In his address to attendees, Gen. Olusegun Obasanjo acknowledged the importance of the renaissance of the festival, while Raila Odinga, who at the time was vying for the African Union Commission Chairperson position rallied African governments to deconstruct beaureacratic travel requirements among Africans.

Considered the most successful edition since rebirth, the week-long event featured a wide array of activities and impact programs, including health screenings, a 5 km walk aimed at creating awareness on Gender-Based Violence and a Dinner in the Dark experience which is perhaps the newest concept adopted under Yinka Abioyes model. Aimed at creating awareness on the challenges of visual impaiement, it took place at the Grand Royal Swiss Hotel and was organised in partnership with the Kenya Society for The Blind.
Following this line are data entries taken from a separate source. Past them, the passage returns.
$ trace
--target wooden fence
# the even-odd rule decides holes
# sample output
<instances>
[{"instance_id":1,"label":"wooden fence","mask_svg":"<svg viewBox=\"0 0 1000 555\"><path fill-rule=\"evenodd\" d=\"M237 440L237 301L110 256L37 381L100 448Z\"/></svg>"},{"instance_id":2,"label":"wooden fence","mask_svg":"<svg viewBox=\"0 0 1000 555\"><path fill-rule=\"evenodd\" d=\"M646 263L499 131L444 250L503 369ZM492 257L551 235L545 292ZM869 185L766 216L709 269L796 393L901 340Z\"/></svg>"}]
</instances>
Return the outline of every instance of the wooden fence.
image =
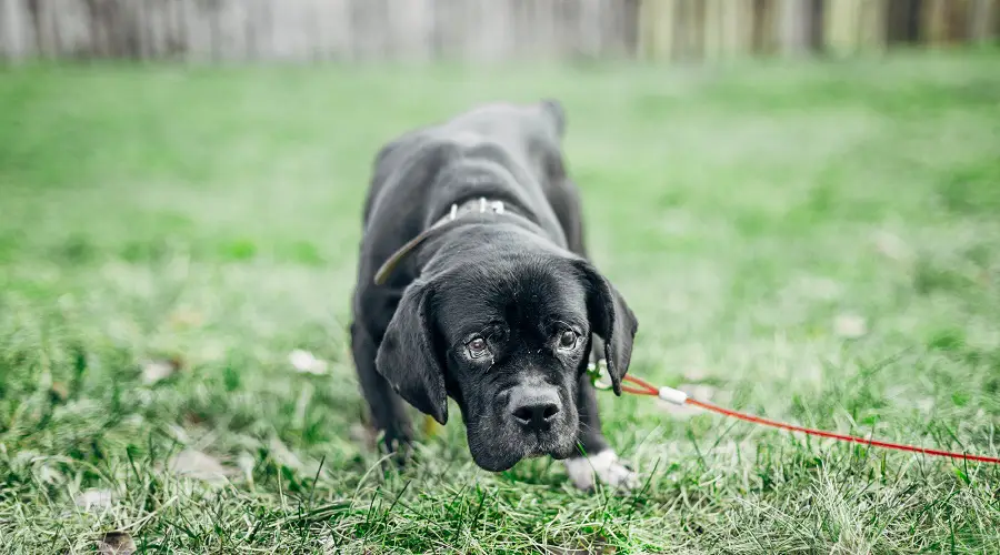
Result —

Cultural performances across the week featured a smogasbord of artists, including Suzanna Owiyo, Les Wanyika band, Culturel Kipfumu from Congo D.R.C, Bamasaba Dancers from Uganda, Burundi Drummers, Wahenga Band from Kenya and others.

On the sidelines of all activities was the business expo centre, where businesses and art crafters exhibited their products and services.

===Accra, 2025===

After FESTAC '24, a number of southern and western African countries bade to host the 6th edition of the festival. By April 2025, Accra-Ghana was declared host city for the next edition. Held between 21 and 27 September, it symbolically coincided with U.N Tourism week. The prelude, held at the Labadi Beach Hotel, was a celebration of the legacy of Ghana's first president Dr. Kwame Nkrumah, in commemoration of the 116th anniversary of his birth. The gala, themed Kente and Calabash was attended by the C.E.O of Ghana Tourism Authority Mrs. Maame Efua Houadjeto, Ambassadors Dayo Adeoye, Thando Dalamba and Kufa E. Chioza of Nigeria, South Africa and Zimbabwe respectively to Ghana, alongside a host of other dignitaries from other parts of Africa, the Caribbean, the United States, Asia and Europe.

The main event, which was officially opened by a keynote address from Engr. Yinka Abioye kicked of on Monday, 22 September at the Accra International Conference Centre (AICC), after a late call to shift venue from the Independence Square due to inclement weathers. It was attended by the Deputy Governor of Kisumu County, Kenya, Ambassadors Kufa E. Chinoza, Dayo Adeoye and Thando Dalamba, and Mr. Caleb Ampah, who presented UNESCO's solidarity message to FESTAC AFRICA on behalf of UNESCO Representative to Ghana Mr. Edmond Moukala.

While the Accra rendition was slightly smaller than the Kisumu edition, the presence of AUDA-NEPAD and UNESCO was a major milestone in the history of FESTAC AFRICA renaissance. UNESCO, having played a pivotal role in FESTAC '77 continue to collaborate with cultural programs across Africa under the auspices of the United Nations, while AUDA-NEPAD is African Union's technical and implementation agency.

Beyond Pan-African dialogues and cultural performances, the event featured two major culinary experiences, first of them being the South African Heritage Day barbecue grill, a competition between Zimbabwean and South African meats held on Wednesday, 24 September, while the second one was the Nigerian vs Ghanaian Jollof Rice competition held on Friday, 26 September. It also featured a walk to Aburi Mountain - a health and wellness exercise aimed at creating awareness on the negative impacts of the illegal gold mining in Ghana / galamsey.